Ich muss dazu sagen daß ich aktive Tierschützerin bin und es wird in unserem Gartenteich auf *keinen Fall *ein weiterer Stör einziehen. Und falls wir unseren wiederfinden und er sich doch nur versteckt hatte, werde ich einen größeren Teich für ihn finden.


----------



## Cloude (24. Sep. 2007)

*AW:  Störe verschwinden aus Gartenteich*



			
				karsten. schrieb:
			
		

> stimmt  ! wie meine
> 
> Anhang anzeigen 18484
> 
> ...





Hier ist meine Bande:


----------



## Silke (24. Sep. 2007)

*AW:  Störe verschwinden aus Gartenteich*

Hallo Cloude,
toll. daß du dich schlau gemacht hast. Mein Nachbar (Teich 10 kubik) will mir auch seine Störe andrehen, weil sein Teich zu klein ist, er trübes Wasser hat und sie eh nicht sieht. Mein Mann findet Störe toll und würde sie sofort nehmen, aber ich bin absolut dagegen. Unser Teich ist einfach nicht dafür geschaffen.
Vielleicht findet sich dein Stör noch an....


----------



## Cloude (24. Sep. 2007)

*AW:  Störe verschwinden aus Gartenteich*



			
				Silke schrieb:
			
		

> Hallo Cloude,
> toll. daß du dich schlau gemacht hast. Mein Nachbar (Teich 10 kubik) will mir auch seine Störe andrehen, weil sein Teich zu klein ist, er trübes Wasser hat und sie eh nicht sieht. Mein Mann findet Störe toll und würde sie sofort nehmen, aber ich bin absolut dagegen. Unser Teich ist einfach nicht dafür geschaffen.
> Vielleicht findet sich dein Stör noch an....
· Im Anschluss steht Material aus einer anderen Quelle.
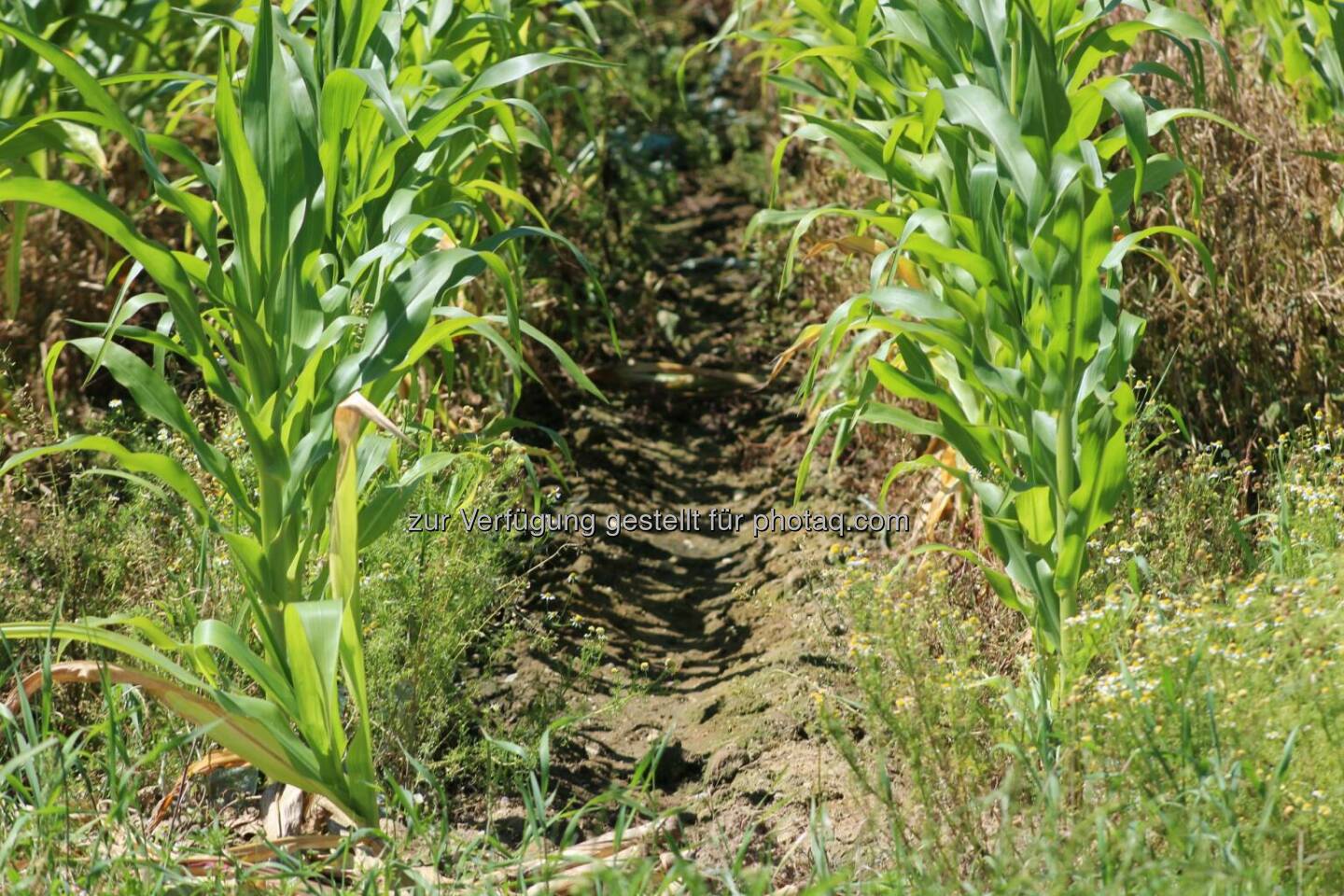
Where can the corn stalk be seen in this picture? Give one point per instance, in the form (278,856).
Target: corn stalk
(1008,162)
(357,189)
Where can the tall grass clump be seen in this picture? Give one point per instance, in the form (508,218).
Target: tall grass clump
(1008,155)
(1297,43)
(364,156)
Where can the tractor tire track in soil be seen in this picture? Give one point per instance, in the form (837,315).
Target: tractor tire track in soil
(714,641)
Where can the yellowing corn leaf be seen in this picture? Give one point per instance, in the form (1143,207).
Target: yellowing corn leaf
(210,762)
(806,337)
(861,245)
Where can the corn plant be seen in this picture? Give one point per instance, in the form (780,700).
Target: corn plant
(353,196)
(1298,45)
(118,39)
(1008,162)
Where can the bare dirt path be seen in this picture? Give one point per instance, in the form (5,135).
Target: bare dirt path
(712,642)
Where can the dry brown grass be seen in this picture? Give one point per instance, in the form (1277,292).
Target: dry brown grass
(1243,357)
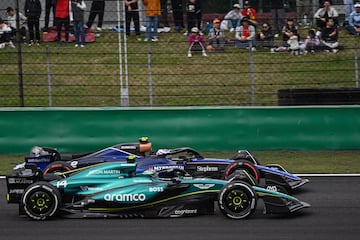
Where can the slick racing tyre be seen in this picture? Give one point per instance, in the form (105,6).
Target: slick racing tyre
(41,201)
(236,168)
(237,200)
(57,167)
Ich hätte mich wohl besser vorher schlau machen sollen....... wenn man sich *mal *auf seinen Mann verläßt : 

Ich werde heute nach Feierabend sofort mal zwischen den Steinen genaustens nachsehen. Wir haben auch eine Kieselsteinmatte am Rand... ich hoffe nicht, daß er da drunter hängt


----------